Real Close to the Machine: Floating Point in D

Don nospam at
Thu May 14 08:48:25 PDT 2009

Lars T. Kyllingstad wrote:
> Don wrote:
>> Lars T. Kyllingstad wrote:
>>> Don wrote:
>>>> Lu’ís Marques wrote:
>>>>>> A naive binary chop doesn't work correctly. The fact that there 
>>>>>> are hundreds or thousands of times as many representable numbers 
>>>>>> between 0 and 1, as there are between 1 and 2, is problematic for 
>>>>>> divide-and-conquer algorithms. A naive binary chop would divide 
>>>>>> the interval [0 .. 2] into [0 .. 1] and [1 .. 2]. Unfortunately, 
>>>>>> this is not a true binary chop, because the interval [0 .. 1] 
>>>>>> contains more than 99% of the representable numbers from the 
>>>>>> original interval!
>>>>> How about adding a template to do a binary chop (binary search?) to 
>>>>> std.algorithm?
>>>> findRoot() (which needs to be updated to take advantage of compiler 
>>>> improvements) does the job in the most important case. I'm quite 
>>>> proud of it; as far as I know, it's uses a better algorithm than 
>>>> anything else on the planet. <g>
>>> Awesome! I hadn't even noticed the std.numeric module before. :)
>>> Just a small comment: I think that the type of the function parameter 
>>> should be templated as well, so that one can pass both functions, 
>>> delegates and functors to it.
>>> Just now I tried to apply findRoot to an actual problem I'm working 
>>> on, and immediately failed because I tried to pass a free function to 
>>> it. A trivial thing to work around, but annoying nevertheless.
>>> How do you choose/limit what to put in std.numeric? I don't suppose 
>>> you're going to put all of NETLIB in there... ;) Already, it seems to 
>>> me that findRoot is somewhat niche for a standard library.
>> I think it's one of a very small number of primitive math algorithms. 
>> It shows up _very_ frequently.
>> In Tango, it's in tango.math.Bracket, along with a 1-D maximizer. 
>> (math.Bracket isn't a name I like very much).
>> There's definitely an issue with Phobos' flat module organisation; 
>> it's not clear that Phobos can sensibly grow to be much more extensive 
>> than (say) the C standard library or the STL with that kind of structure.
>> I'm convinced that implementation modules, at least, will need to go 
>> somewhere else.
> In my numerics library (which I've, in all modesty, named SciD) I'm 
> converging on a package structure I'm fairly pleased with:
> scid.core:
>     Internal modules, such as scid.core.traits, scid.core.tests,
>     scid.core.exception, etc.
> scid.ports:
>     Here I put ports of various packages from NETLIB and other
>     sources. Examples of subpackages are scid.minpack,
>     scid.quadpack, etc. These have, for the most part, rather
>     nasty APIs, and should normally not be used directly.
> scid:
>     In the root package I've placed the most ubiquitous modules,
>     i.e. scid.vector, scid.transformation, etc.
> scid.calculus
>     scid.calculus.differentiation
>     scid.calculus.integration
>     ...
> scid.linalg
>     ...
> scid.nonlinear
>     ...
>     Specific problem areas get their own subpackages. At the moment
>     these mostly just contain nicer interfaces to the routines in
>     scid.ports -- "drivers", if you will.
> I've tried a lot of setups, and this is the one I've found most 
> flexible. The hierarchy isn't as shallow (and inextensible) as Phobos', 
> nor is it as deep (and unwieldly) as Tango's.
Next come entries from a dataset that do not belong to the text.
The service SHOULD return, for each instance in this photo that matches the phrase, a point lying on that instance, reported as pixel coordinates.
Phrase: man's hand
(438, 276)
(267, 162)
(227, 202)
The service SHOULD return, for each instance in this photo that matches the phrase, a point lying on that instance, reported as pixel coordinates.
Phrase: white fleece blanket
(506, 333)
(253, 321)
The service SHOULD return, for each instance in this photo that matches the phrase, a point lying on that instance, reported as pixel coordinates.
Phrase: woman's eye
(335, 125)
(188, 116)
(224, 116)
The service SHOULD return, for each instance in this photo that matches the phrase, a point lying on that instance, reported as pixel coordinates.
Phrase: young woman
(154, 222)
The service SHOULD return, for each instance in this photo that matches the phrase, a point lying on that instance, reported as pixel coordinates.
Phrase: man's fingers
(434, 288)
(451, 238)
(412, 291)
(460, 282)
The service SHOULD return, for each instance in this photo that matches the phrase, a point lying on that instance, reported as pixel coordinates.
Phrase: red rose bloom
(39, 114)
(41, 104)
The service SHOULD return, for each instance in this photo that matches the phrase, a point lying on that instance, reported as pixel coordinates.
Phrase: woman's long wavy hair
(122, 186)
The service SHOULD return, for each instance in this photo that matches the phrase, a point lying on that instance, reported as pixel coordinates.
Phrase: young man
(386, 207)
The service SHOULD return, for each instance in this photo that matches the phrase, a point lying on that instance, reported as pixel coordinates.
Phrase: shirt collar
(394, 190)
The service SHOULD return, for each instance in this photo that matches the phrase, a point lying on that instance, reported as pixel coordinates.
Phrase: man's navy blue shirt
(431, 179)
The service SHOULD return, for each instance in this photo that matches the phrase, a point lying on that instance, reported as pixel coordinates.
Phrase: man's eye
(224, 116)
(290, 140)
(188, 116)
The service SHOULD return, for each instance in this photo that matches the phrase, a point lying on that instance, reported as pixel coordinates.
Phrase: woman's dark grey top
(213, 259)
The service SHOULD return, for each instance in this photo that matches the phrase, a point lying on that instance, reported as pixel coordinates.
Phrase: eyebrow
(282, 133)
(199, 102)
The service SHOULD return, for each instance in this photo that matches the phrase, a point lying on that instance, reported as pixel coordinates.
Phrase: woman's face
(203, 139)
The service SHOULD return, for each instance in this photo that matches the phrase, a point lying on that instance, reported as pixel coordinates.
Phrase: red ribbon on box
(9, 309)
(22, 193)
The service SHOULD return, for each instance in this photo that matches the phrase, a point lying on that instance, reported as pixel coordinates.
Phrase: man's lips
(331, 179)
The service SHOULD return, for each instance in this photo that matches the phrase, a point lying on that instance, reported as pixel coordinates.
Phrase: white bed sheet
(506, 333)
That sounds about right. But you might even consider dropping it down 
one level. For example, everyone knows that differentiation is 
calculus.differentiation; I think you only need a level when the module 
name is ambiguous on its own. (std.integration might be about Product 
Integration or something; but math.integration is unambiguous).
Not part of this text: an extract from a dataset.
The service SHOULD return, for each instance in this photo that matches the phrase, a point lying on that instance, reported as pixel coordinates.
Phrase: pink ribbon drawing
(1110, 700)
The tango.math heirarchy only has a single level.
module tango.math.Module;
(and internal stuff is in tango.math.internal.Implementation)
Interestingly, when people have complained about Tango's heirarchy, 
they've always excluded tango.math from the complaints. I suspect that 
means that two levels is about right (and btw it's interesting to note 
that biologists use genus.species -- two levels again).

I'm no expert on this, though.

> I can definitely see how having a flat module hierarchy may prohibit the 
> expansion of Phobos. I'm not at all convinced this is a bad thing, though.

The scope of Phobos really needs to be decided sometime. I think it 
either needs to expand significantly, or else some existing code needs 
to be removed (is std.xml actually fundamental?)

If Phobos were to be small, then Tango would make a lot of sense as a 
standard collection of add-on functionality. That's not the only 
possibility, but it is something that needs to be decided.

> I really liked your FP article, by the way. It made things a lot clearer 
>  for me. :)

Thanks! It made a lot of things clearer for me, too <g>.